Could one take real recorded noise and add that rather than noise generated via algorithm? Wouldn't that force attackers to solve a real problem (removing background noise from an speech sample)?
It's not really solving the "real" problem... If I'm just mashing two audio files together, that's going to be different than someone talking in the middle of a train platform and there will likely be algorithmicly-determinable difference from the artificially generated words and the naturally generated noise.
All of this aside, removing background noise is not a huge issue anymore. We have pretty decent noise-cancellation technology.
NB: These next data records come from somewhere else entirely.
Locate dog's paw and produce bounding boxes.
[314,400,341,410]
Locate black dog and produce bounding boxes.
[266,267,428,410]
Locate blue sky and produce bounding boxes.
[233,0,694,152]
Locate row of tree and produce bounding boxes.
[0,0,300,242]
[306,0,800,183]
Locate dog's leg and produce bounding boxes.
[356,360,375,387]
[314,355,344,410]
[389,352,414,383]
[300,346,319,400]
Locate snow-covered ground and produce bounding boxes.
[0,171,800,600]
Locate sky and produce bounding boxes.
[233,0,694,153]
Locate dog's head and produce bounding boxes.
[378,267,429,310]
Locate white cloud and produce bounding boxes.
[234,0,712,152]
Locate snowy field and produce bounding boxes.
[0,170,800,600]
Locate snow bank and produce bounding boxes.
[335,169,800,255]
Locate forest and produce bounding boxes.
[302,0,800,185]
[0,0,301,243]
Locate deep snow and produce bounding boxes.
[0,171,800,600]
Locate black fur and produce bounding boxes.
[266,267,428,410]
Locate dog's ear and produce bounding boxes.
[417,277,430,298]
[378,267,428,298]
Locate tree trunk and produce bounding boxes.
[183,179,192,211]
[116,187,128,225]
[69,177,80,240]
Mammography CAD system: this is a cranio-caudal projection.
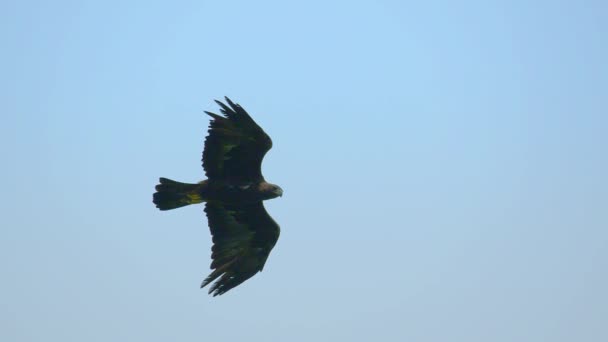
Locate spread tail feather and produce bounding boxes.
[152,178,203,210]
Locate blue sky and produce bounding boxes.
[0,1,608,342]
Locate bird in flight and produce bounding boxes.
[153,97,283,296]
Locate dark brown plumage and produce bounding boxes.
[153,97,283,296]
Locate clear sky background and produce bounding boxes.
[0,0,608,342]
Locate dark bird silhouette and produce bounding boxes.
[153,97,283,296]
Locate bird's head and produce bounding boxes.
[260,182,283,199]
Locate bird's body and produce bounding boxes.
[153,98,283,296]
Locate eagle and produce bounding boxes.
[152,97,283,297]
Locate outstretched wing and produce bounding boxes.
[201,202,279,296]
[203,97,272,182]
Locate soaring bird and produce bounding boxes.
[153,97,283,296]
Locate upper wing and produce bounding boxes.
[201,202,279,296]
[203,97,272,182]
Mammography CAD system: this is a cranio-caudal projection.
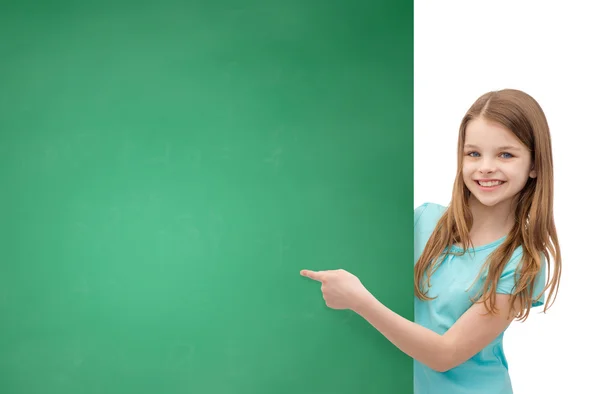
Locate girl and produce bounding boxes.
[301,89,561,394]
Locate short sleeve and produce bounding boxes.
[496,252,546,307]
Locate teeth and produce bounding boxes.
[479,181,503,187]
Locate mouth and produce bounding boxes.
[475,179,506,190]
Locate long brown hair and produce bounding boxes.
[414,89,562,320]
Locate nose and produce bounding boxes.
[479,159,496,174]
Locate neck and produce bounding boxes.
[469,196,515,244]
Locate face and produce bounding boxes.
[462,118,536,207]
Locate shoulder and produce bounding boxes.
[497,246,546,307]
[414,202,447,229]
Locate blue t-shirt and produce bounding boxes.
[414,203,545,394]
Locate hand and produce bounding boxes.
[300,269,371,312]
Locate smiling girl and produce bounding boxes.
[301,89,561,394]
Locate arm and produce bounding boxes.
[301,270,518,372]
[355,294,512,372]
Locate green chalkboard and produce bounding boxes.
[0,0,413,394]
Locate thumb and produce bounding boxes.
[300,270,325,282]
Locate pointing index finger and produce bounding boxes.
[300,270,325,282]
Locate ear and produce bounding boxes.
[529,164,537,178]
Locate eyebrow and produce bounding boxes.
[465,144,519,150]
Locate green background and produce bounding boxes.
[0,0,413,394]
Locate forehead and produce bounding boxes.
[465,118,525,148]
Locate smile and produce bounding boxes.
[475,180,505,188]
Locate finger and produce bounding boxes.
[300,270,325,282]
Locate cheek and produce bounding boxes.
[462,162,475,180]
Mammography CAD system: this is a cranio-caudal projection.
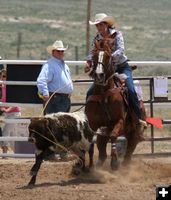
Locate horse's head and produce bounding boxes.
[89,40,114,85]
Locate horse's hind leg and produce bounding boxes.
[110,119,123,170]
[88,143,94,168]
[122,137,138,165]
[96,135,109,167]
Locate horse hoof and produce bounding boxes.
[122,159,131,167]
[96,160,104,169]
[72,167,81,176]
[110,158,120,171]
[30,171,37,176]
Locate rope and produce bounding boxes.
[40,82,71,116]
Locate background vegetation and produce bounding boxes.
[0,0,171,75]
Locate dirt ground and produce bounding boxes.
[0,157,171,200]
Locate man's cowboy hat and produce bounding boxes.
[89,13,115,26]
[47,40,68,54]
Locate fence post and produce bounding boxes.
[75,46,79,75]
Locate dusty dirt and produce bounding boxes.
[0,157,171,200]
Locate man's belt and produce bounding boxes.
[49,92,69,97]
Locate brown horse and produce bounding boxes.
[85,41,144,169]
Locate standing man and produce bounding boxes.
[37,40,73,114]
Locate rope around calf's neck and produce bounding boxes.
[31,127,83,166]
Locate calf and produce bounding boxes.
[28,112,94,185]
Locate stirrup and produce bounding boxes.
[139,119,147,127]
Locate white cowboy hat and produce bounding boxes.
[47,40,68,54]
[89,13,115,26]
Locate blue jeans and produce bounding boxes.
[44,95,71,114]
[86,63,141,119]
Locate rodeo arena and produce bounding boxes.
[0,60,171,200]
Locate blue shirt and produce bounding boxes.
[37,57,73,96]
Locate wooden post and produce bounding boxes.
[86,0,91,54]
[17,32,22,59]
[75,46,79,75]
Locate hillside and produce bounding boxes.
[0,0,171,73]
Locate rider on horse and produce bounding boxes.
[85,13,147,140]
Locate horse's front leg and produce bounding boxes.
[110,119,123,170]
[96,135,109,167]
[88,143,94,168]
[28,152,43,186]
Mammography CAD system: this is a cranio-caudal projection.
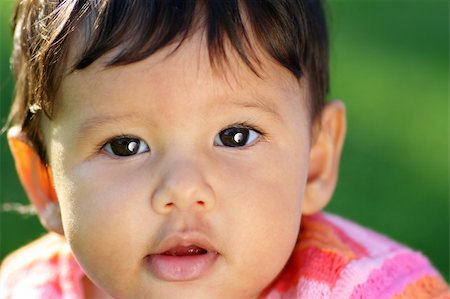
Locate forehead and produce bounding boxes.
[60,31,308,116]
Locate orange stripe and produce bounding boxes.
[392,276,450,299]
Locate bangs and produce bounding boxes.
[74,0,307,78]
[8,0,328,160]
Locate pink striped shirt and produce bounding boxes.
[0,213,450,299]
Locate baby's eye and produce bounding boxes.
[214,126,261,147]
[103,137,150,157]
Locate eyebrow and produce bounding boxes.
[229,95,282,120]
[78,113,154,135]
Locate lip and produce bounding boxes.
[145,234,219,281]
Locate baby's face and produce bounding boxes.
[43,31,310,298]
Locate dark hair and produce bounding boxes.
[9,0,328,162]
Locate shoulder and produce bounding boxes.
[269,213,450,299]
[0,234,82,299]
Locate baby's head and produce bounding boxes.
[8,0,345,298]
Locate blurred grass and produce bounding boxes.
[0,0,449,280]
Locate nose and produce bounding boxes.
[152,161,215,215]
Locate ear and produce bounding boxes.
[302,101,346,214]
[8,127,64,235]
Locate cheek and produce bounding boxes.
[218,143,308,290]
[51,159,152,292]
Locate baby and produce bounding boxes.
[0,0,450,299]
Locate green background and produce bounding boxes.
[0,0,449,280]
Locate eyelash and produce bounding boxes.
[95,121,267,158]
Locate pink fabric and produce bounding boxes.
[0,213,450,299]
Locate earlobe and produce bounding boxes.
[8,127,63,234]
[302,101,346,214]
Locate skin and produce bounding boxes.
[9,29,345,298]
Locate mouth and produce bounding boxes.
[161,245,208,257]
[146,242,219,281]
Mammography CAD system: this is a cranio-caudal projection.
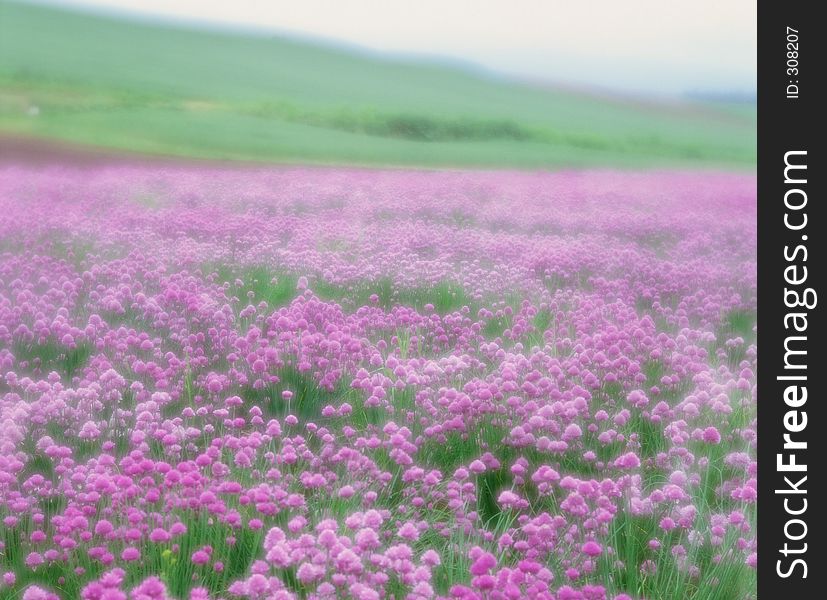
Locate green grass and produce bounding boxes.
[0,0,755,168]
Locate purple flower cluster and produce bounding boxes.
[0,168,757,600]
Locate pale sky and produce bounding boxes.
[24,0,756,94]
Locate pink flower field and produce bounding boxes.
[0,166,757,600]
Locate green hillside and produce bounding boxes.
[0,0,755,168]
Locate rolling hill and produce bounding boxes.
[0,0,756,169]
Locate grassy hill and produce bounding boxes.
[0,0,756,168]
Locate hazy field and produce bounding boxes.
[0,1,755,169]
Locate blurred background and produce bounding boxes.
[0,0,756,169]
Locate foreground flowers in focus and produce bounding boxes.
[0,168,757,600]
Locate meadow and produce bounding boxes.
[0,165,757,600]
[0,0,756,171]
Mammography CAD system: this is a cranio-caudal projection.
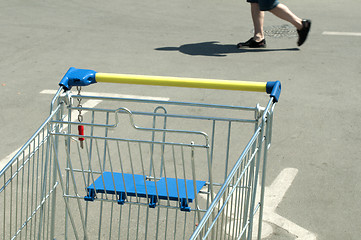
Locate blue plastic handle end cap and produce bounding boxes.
[266,81,281,102]
[59,67,96,91]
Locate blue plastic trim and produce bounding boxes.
[266,81,281,102]
[84,172,206,212]
[59,67,97,91]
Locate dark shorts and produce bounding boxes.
[247,0,279,11]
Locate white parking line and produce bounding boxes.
[0,99,102,170]
[322,31,361,37]
[0,89,169,170]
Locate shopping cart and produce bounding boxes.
[0,68,281,239]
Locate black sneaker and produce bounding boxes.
[297,19,311,46]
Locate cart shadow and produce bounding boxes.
[155,41,300,57]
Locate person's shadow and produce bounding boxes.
[155,41,299,57]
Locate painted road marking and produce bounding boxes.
[0,99,102,170]
[200,168,316,240]
[0,89,169,170]
[40,89,169,101]
[322,31,361,37]
[262,168,316,240]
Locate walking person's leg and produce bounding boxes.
[237,0,311,48]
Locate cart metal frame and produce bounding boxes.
[0,68,281,240]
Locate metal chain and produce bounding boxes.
[76,86,83,123]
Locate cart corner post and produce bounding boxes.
[266,81,281,102]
Speech recognition - the other big component - has advanced a lot in recent times and is actually pretty good, although not for every company/product.
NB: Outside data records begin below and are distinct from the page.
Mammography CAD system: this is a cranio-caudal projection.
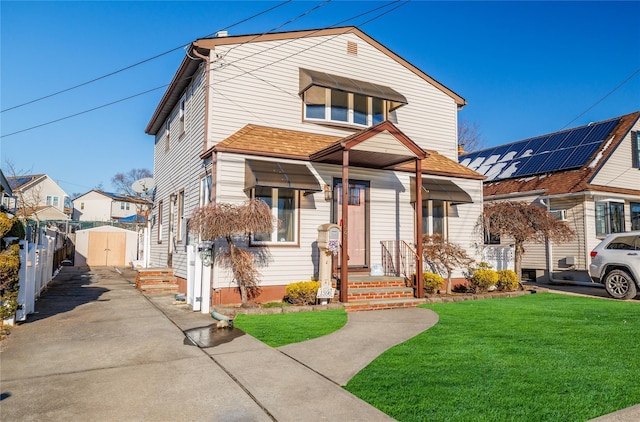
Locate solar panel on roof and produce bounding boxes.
[462,119,620,180]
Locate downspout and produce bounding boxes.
[541,197,598,286]
[191,45,220,306]
[191,47,211,151]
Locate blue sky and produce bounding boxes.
[0,0,640,195]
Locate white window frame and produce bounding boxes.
[199,173,213,207]
[594,199,625,238]
[422,199,449,239]
[302,88,389,128]
[251,188,300,246]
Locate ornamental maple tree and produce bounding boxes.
[481,201,575,281]
[189,199,274,304]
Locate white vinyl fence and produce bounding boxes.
[15,236,55,321]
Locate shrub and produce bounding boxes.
[422,271,444,293]
[496,270,518,292]
[284,281,320,305]
[469,269,498,293]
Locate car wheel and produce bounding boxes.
[604,270,638,299]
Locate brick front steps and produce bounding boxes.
[136,268,178,293]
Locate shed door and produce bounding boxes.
[87,232,127,267]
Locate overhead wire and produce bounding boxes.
[560,68,640,130]
[0,0,411,139]
[0,0,292,113]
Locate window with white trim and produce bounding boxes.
[629,202,640,230]
[304,86,388,127]
[596,201,624,237]
[631,132,640,169]
[422,200,447,239]
[200,173,212,207]
[251,186,299,245]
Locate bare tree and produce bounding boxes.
[422,233,473,294]
[458,119,484,152]
[481,201,575,282]
[5,161,45,225]
[111,169,153,196]
[189,199,274,304]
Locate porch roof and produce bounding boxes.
[244,160,322,192]
[212,123,484,180]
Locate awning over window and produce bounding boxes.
[244,160,322,192]
[410,177,473,204]
[299,68,407,110]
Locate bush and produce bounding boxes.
[422,271,444,293]
[284,281,320,305]
[469,269,498,293]
[496,270,518,292]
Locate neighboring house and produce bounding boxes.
[0,170,15,213]
[460,112,640,282]
[3,174,71,221]
[73,189,150,222]
[146,27,483,304]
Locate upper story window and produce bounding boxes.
[300,69,407,127]
[47,195,60,207]
[629,202,640,230]
[631,132,640,169]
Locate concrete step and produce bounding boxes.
[348,285,413,302]
[344,298,425,312]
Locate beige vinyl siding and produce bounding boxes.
[591,122,640,190]
[150,71,205,278]
[214,153,482,288]
[209,34,457,160]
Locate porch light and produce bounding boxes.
[322,184,333,201]
[198,240,213,267]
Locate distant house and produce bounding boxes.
[0,170,15,213]
[3,174,71,221]
[73,189,150,222]
[146,27,483,309]
[459,112,640,282]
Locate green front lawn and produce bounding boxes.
[346,294,640,422]
[233,309,347,347]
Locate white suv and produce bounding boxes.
[589,230,640,299]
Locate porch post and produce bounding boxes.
[340,149,349,303]
[416,158,424,298]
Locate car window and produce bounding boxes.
[607,236,640,251]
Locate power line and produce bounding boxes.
[0,0,411,139]
[560,68,640,130]
[0,0,292,113]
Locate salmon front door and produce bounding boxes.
[333,179,369,269]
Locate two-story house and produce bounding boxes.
[3,174,71,221]
[460,112,640,283]
[73,189,149,222]
[146,27,483,304]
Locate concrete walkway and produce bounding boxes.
[0,267,437,421]
[0,267,640,422]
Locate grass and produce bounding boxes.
[345,294,640,422]
[233,309,347,347]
Even if it would be helpful, you'd have to record an incredible amount of noise in the first place, seeing as you're getting millions of hits a day and if you have a small sample set, the attackers will just figure out the solutions to that sample set and be done.
I'm not saying it's impossible, but I am saying it's probably not worth it at this point. Captchas (in their traditional forms) don't make sense as a long-term strategy anyways.
If the attacker manages to obtain all the random noise, they could index every window in the noise in a k-d-tree and perform an efficient nearest neighbour search for the exact background from the CAPTCHA audio, and then simply subtract the background, giving perfect segmentation in O(log(N)) asymptotic average time complexity for N windows (at 64kHz and 2000 hours of audio, N=460800000, log N = 19.95).